Ma chi è, esattamente, il soggetto passivo di questa norma?

Come abbiamo avuto modo di anticipare nella prima parte del nostro approfondimento, la dottrina dibatte su chi possa essere considerato quale soggetto passivo della norma.

Il richiamo del legislatore fa riferimento alla condotta di colui che abusa

dei bisogni, delle passioni o della inesperienza di una persona minore, ovvero abusando dello stato d’infermità o deficienza psichica di una persona, anche se non interdetta o inabilitata (…)
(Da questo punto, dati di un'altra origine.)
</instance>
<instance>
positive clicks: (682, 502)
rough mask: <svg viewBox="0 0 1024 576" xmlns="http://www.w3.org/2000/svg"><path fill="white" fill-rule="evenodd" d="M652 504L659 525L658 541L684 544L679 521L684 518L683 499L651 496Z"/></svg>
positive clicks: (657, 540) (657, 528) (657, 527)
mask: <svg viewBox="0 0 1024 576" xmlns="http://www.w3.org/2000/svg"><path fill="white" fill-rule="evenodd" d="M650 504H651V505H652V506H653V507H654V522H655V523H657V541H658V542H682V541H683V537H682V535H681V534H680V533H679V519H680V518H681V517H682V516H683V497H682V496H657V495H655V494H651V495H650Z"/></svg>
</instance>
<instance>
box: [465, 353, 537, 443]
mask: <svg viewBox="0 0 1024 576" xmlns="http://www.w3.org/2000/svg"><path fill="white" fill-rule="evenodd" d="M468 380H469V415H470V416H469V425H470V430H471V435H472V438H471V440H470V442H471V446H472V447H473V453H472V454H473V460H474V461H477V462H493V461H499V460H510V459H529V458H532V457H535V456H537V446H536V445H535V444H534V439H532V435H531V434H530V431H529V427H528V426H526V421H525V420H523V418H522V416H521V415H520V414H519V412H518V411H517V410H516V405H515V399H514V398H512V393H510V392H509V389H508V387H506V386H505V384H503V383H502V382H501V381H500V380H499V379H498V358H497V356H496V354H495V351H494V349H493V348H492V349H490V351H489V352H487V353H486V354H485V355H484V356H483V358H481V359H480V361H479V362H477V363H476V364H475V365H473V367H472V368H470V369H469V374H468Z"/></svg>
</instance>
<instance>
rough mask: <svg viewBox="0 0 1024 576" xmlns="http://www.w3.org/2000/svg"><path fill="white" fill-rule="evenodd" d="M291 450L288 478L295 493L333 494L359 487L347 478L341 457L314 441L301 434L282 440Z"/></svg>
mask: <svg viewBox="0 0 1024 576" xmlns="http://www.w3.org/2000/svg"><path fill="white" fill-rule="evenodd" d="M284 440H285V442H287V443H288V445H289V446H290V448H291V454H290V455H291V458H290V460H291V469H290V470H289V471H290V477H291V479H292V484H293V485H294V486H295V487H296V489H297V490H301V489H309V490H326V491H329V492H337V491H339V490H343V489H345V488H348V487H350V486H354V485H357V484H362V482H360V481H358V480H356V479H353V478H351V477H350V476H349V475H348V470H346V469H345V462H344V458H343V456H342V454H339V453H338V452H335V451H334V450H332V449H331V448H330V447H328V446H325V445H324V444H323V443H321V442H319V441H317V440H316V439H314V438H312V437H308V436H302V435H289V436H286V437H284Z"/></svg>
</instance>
Da tale lettura, sembrerebbe che la qualificazione della persona offesa possa essere slegata al concetto di interdizione e inabilitazione ai sensi civilistici. E che, dunque, non sia richiesto che lo stato di infermità o di deficienza psichica della persona sia catalogabile tra le affezioni di natura psichiatrica.

Ricollegandoci a quanto sopra già condiviso, la dottrina discute anche se possa essere considerato come soggetto passivo colui che soffre di infermità mentale assoluta, o meno. In altri termini, buona parte della dottrina richiede essenziale che il soggetto infermo abbia almeno una minima capacità psichica. Non potrebbe pertanto essere considerato vittima del reato colui che non è assolutamente in grado di esprimere una pur minima capacità psichica.

Tale orientamento, al quale si aderisce, richiama alla memoria il fatto che il legislatore abbia utilizzato il verbo “indurre” nel dispositivo dell’art. 643 c.p. Tale verbo presupporrebbe pertanto il fatto che il soggetto sia almeno cosciente, anche se infermo o immaturo. E che dunque la parte attiva possa sfruttarne le menomate capacità.

La condotta

Passando poi alla breve analisi della condotta che può permettere di qualificare il reato, ricordiamo come il comportamento oggetto di incriminazione sia quello dell’induzione attraverso un abuso della condizione di minoranza psichica.

Chiaro è l’intento, in questo ambito, del legislatore, che nel dispositivo pone l’accesso al comportamento di colui che procura un profitto

abusando dei bisogni, delle passioni o della inesperienza di una persona minore

ovvero

abusando dello stato d’infermità o deficienza psichica di una persona, anche se non interdetta o inabilitata

al fine di indurla

a compiere un atto che importi qualsiasi effetto giuridico per lei o per altri dannoso

Ne deriva dunque che la condotta deve portare a un duplice evento. Da una parte l’adozione di uno specifico atto da parte della vittima. Dall’altra parte la determinazione di un danno per l’incapace o per altri.

Si aggiunge in tal proposito che il reato si configura con il dolo specifico, ovvero con la consapevolezza di voler procurare a sé o ad altri un profitto.

Le sanzioni

L’ultimo passaggio del dispositivo è dedicato alle sanzioni previste, precisando che l’abuso di cui sopra

è punito con la reclusione da due a sei anni e con la multa da duecentosei euro a duemilasessantacinque euro.